While relaxing on the couch after a long day of work, watching your favourite sport of choice as an escape from your nine-to-five, have you ever stopped to think about where the money that backs popular sport comes from?
Until recently, I certainly hadn’t. But, a new term being thrown around in the sporting world has piqued my interest and encouraged me to look at sports sponsorships with a more discerning eye: sportwashing.
The word is defined as the “practice of an organization, government, or country supporting sport or organizing sports events as a way to improve its reputation.”
The most recent instance of this reputation laundering that made headlines came earlier this month when
The PGA Tour signed an agreement with the Saudi-backed organization LIV Golf to form a larger golf enterprise.
Former world number one golfer Rory McIlroy was openly critical of LIV Golf when the organization was poaching his fellow competitors for their league last year, accusing them of “taking the easy way out.” A divide was created in golf, with some athletes deciding to betray tradition and take the big paycheque that the Saudi-backed league had to offer.
Now, McIlroy said he feels like a sacrificial lamb after the PGA did a reversal and agreed on the merger.
The Kingdom of Saudi Arabia has been investing in sports as part of Crown Prince Mohammed bin Salman’s ‘Vision 2030’ initiative, a document which outlines the kingdom’s plan to follow a “trans formative economic and social reform blueprint that is opening Saudi Arabia up to the world.”
Vision 2030 looks to reduce the kingdom’s dependence on oil, and investment is of course primarily for profit, but some have argued that its investment in sports like golf aims to improve its global image and veil its human rights record.
9/11 Families United, an organization consisting of family members of those murdered in the terrorist attacks of Sept. 11, 2001, has been vocal after news of the merger between the PGA and LIV Golf broke. The group has been critical of PGA Commissioner Jay Monahan, accusing him of going back on his word after he co-opted claims of Saudi sportwashing.
“Now the PGA and Monahan appear to have become just more paid Saudi shills, taking billions of dollars to cleanse the Saudi reputation so that Americans and the world will forget how the Kingdom spent their billions of dollars before 9/11 to fund terrorism, spread their vitriolic hatred of Americans, and finance al Qaeda and the murder of our loved ones,” wrote 9/11 Families United in a statement earlier this month.
However, it isn’t just countries and kingdoms that have been accused of using sport to obscure their questionable decisions.
A recent study from Badvertising, a campaign to stop adverts and sponsorships fuelling climate change, demonstrates how high-carbon sponsors, like car and airline companies, are also sportwashing their negative impacts on snowfall.
Imagine seeing an advertisement for cigarettes at your local hockey arena. Because cigarettes actively impede our ability to breathe and play sports, wouldn’t that feel wrong? Their report released in February 2023, titled The Snow Thieves, argues that the same line of thinking should be applied to fossil fuel advertising in winter sports.

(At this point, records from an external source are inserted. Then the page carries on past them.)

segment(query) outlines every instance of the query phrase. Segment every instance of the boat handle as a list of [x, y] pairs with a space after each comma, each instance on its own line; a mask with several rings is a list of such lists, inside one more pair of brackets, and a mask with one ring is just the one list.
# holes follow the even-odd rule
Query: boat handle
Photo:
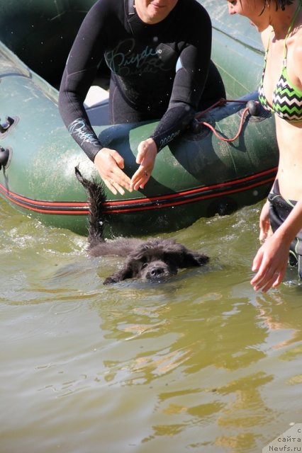
[[5, 167], [9, 161], [9, 149], [4, 149], [2, 147], [0, 147], [0, 170], [2, 168], [2, 166]]
[[7, 116], [5, 120], [5, 122], [1, 122], [0, 124], [0, 134], [5, 134], [7, 132], [9, 129], [13, 125], [15, 120], [10, 116]]

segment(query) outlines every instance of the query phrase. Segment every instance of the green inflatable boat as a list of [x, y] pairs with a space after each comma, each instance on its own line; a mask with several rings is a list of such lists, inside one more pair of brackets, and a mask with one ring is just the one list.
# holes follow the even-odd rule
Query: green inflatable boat
[[[0, 194], [22, 212], [81, 234], [87, 232], [88, 205], [74, 167], [87, 178], [97, 175], [63, 125], [57, 87], [80, 23], [94, 3], [0, 4]], [[108, 236], [175, 231], [201, 217], [254, 204], [272, 186], [278, 164], [274, 118], [261, 109], [255, 115], [252, 103], [245, 108], [257, 99], [263, 64], [257, 33], [240, 16], [230, 18], [225, 2], [201, 3], [212, 18], [212, 57], [228, 97], [242, 102], [213, 108], [199, 118], [212, 130], [196, 125], [162, 149], [144, 190], [123, 197], [108, 193]], [[101, 67], [99, 80], [105, 87], [107, 75]], [[86, 108], [102, 143], [118, 150], [133, 174], [137, 147], [155, 123], [111, 126], [106, 99], [89, 101]], [[240, 122], [236, 139], [221, 139], [234, 137]]]

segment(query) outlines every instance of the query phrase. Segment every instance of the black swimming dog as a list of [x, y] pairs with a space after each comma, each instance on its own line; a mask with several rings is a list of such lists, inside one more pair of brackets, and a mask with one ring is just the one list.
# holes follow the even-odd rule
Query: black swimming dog
[[102, 203], [106, 200], [101, 183], [90, 181], [75, 168], [76, 176], [88, 193], [89, 226], [88, 251], [92, 256], [117, 255], [126, 260], [120, 270], [104, 282], [116, 283], [126, 278], [161, 280], [174, 275], [178, 269], [202, 266], [208, 260], [203, 253], [189, 250], [172, 239], [118, 238], [104, 241], [103, 236]]

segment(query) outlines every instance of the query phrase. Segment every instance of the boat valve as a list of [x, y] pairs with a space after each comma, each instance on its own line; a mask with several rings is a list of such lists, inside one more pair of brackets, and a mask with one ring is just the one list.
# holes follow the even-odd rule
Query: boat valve
[[2, 147], [0, 147], [0, 170], [2, 168], [2, 166], [5, 166], [9, 161], [9, 149], [4, 149]]
[[259, 116], [260, 115], [259, 101], [252, 101], [250, 99], [247, 102], [247, 107], [249, 109], [249, 113], [252, 116]]
[[7, 116], [5, 122], [0, 123], [0, 134], [4, 134], [6, 132], [12, 125], [13, 125], [15, 120], [10, 116]]

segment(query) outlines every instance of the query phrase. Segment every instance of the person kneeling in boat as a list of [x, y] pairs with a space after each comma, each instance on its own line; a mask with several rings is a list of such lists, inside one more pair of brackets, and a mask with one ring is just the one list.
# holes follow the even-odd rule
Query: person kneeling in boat
[[[225, 98], [211, 60], [211, 33], [209, 16], [196, 0], [98, 0], [88, 12], [67, 59], [59, 108], [113, 194], [143, 188], [157, 152], [196, 111]], [[138, 146], [140, 166], [131, 179], [118, 151], [99, 142], [83, 105], [103, 58], [111, 71], [111, 124], [160, 120]]]
[[231, 14], [245, 16], [262, 34], [267, 52], [259, 98], [276, 113], [279, 164], [260, 214], [264, 242], [251, 280], [266, 292], [282, 281], [289, 256], [302, 277], [302, 0], [228, 1]]

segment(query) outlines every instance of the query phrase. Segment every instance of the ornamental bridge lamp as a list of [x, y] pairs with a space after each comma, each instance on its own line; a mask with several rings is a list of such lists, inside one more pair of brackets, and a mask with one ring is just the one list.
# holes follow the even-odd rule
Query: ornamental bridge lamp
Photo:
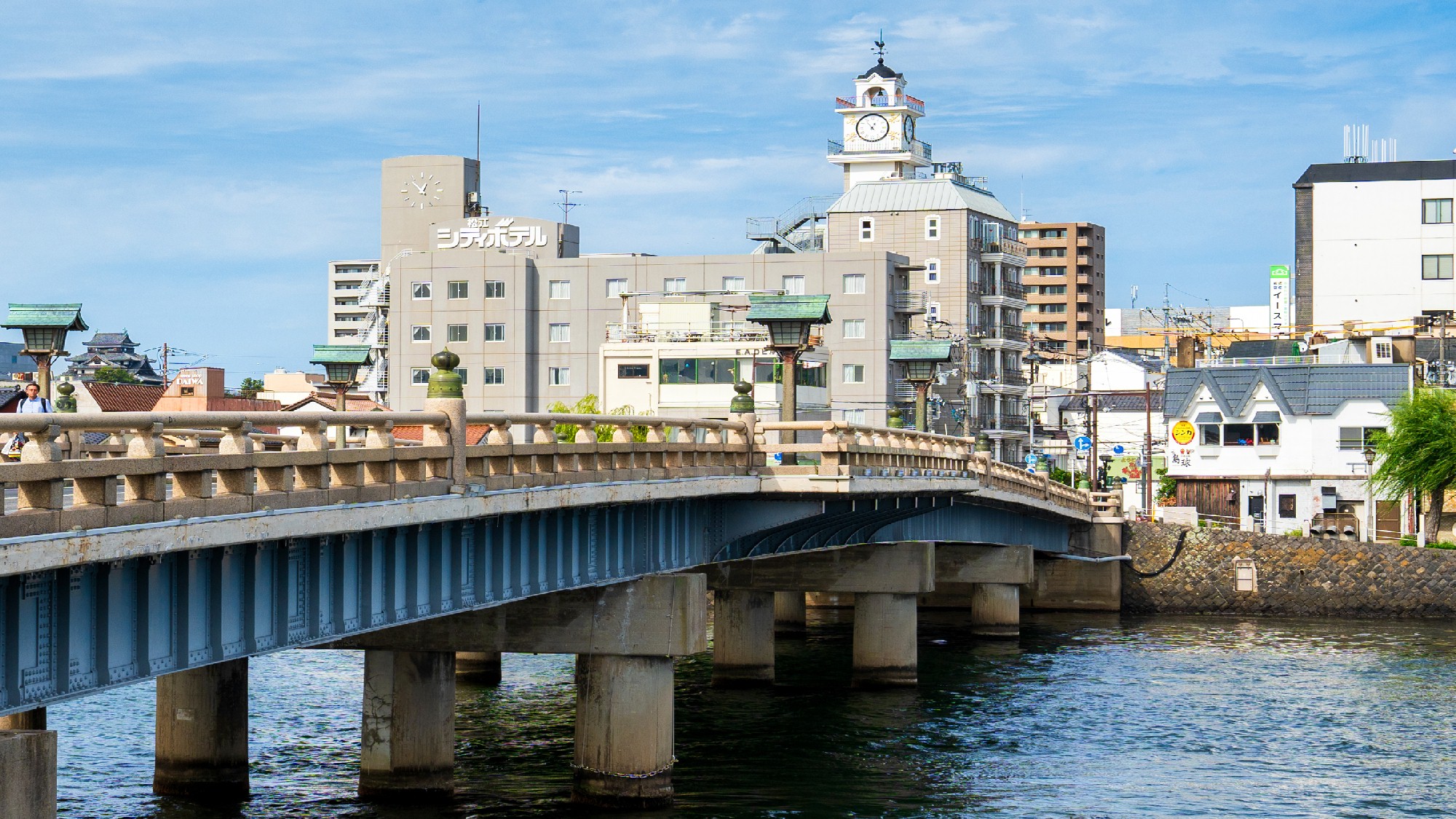
[[[783, 372], [783, 399], [779, 402], [779, 420], [794, 421], [798, 417], [798, 363], [799, 356], [814, 345], [810, 334], [814, 325], [828, 324], [828, 296], [748, 296], [748, 321], [769, 328], [769, 348], [779, 357]], [[794, 433], [789, 433], [794, 440]], [[798, 462], [792, 452], [783, 453], [783, 465]]]
[[25, 337], [20, 353], [35, 358], [35, 383], [41, 398], [51, 398], [51, 360], [68, 356], [66, 334], [87, 329], [80, 305], [10, 305], [6, 329], [19, 329]]
[[895, 338], [890, 341], [890, 360], [904, 364], [906, 380], [914, 385], [914, 428], [930, 430], [926, 398], [939, 364], [951, 360], [954, 342], [939, 338]]

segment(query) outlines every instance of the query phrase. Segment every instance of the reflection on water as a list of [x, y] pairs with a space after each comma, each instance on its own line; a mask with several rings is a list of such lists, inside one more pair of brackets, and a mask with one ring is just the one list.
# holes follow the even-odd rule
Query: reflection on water
[[[849, 691], [847, 624], [811, 612], [779, 683], [678, 663], [677, 806], [651, 816], [1444, 816], [1456, 803], [1456, 625], [1038, 615], [1019, 641], [922, 615], [920, 688]], [[459, 689], [447, 807], [354, 800], [361, 656], [253, 660], [253, 799], [153, 797], [153, 686], [51, 710], [61, 815], [579, 816], [572, 657], [508, 656]]]

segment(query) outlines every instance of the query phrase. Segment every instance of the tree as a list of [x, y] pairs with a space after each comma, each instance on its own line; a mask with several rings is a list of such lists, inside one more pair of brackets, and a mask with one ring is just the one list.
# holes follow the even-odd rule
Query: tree
[[131, 375], [125, 367], [98, 367], [96, 373], [92, 375], [92, 380], [98, 383], [141, 383], [141, 379]]
[[1430, 495], [1425, 512], [1425, 536], [1437, 541], [1446, 488], [1456, 482], [1456, 393], [1444, 389], [1417, 389], [1390, 407], [1390, 428], [1376, 433], [1380, 466], [1372, 482], [1388, 494], [1421, 493]]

The report demonstrated how appealing the clean, healthy outdoor image of winter sports are for major polluters looking to advertise and identified 107 high-carbon sponsorship deals with skiing organizations, event organizers, teams and individual athletes.
The world’s biggest cross-country ski race, Vasaloppet, was sponsored by Preem, a Swedish energy company, and Volvo, a car manufacturer. According to the reports, these two companies alone are estimated to be responsible for the loss of 1,260 million tonnes of glacier ice each year, or 210 square kilometres of snow cover.
The report goes on to estimate that the automobile sector, one of the main carbon polluters fuelling negative climate change, accounted for $1.285 billion in sports-related sponsorships in 2018, roughly 64 per cent of all sponsorship money in sports at that time.
These are just a few examples of supposed sportwashing. The term itself is relatively new, but it’s a phenomenon that has arguably existed since the time of the Second World War when Mussolini’s fascist Italy hosted the 1934 World Cup.
Sport plays an important role in culture, and deciding whether or not you care who funds the sports you and your family enjoy could be an important question to ask yourself as you move forward.
Josh Piercey is the editor of the Revelstoke Review.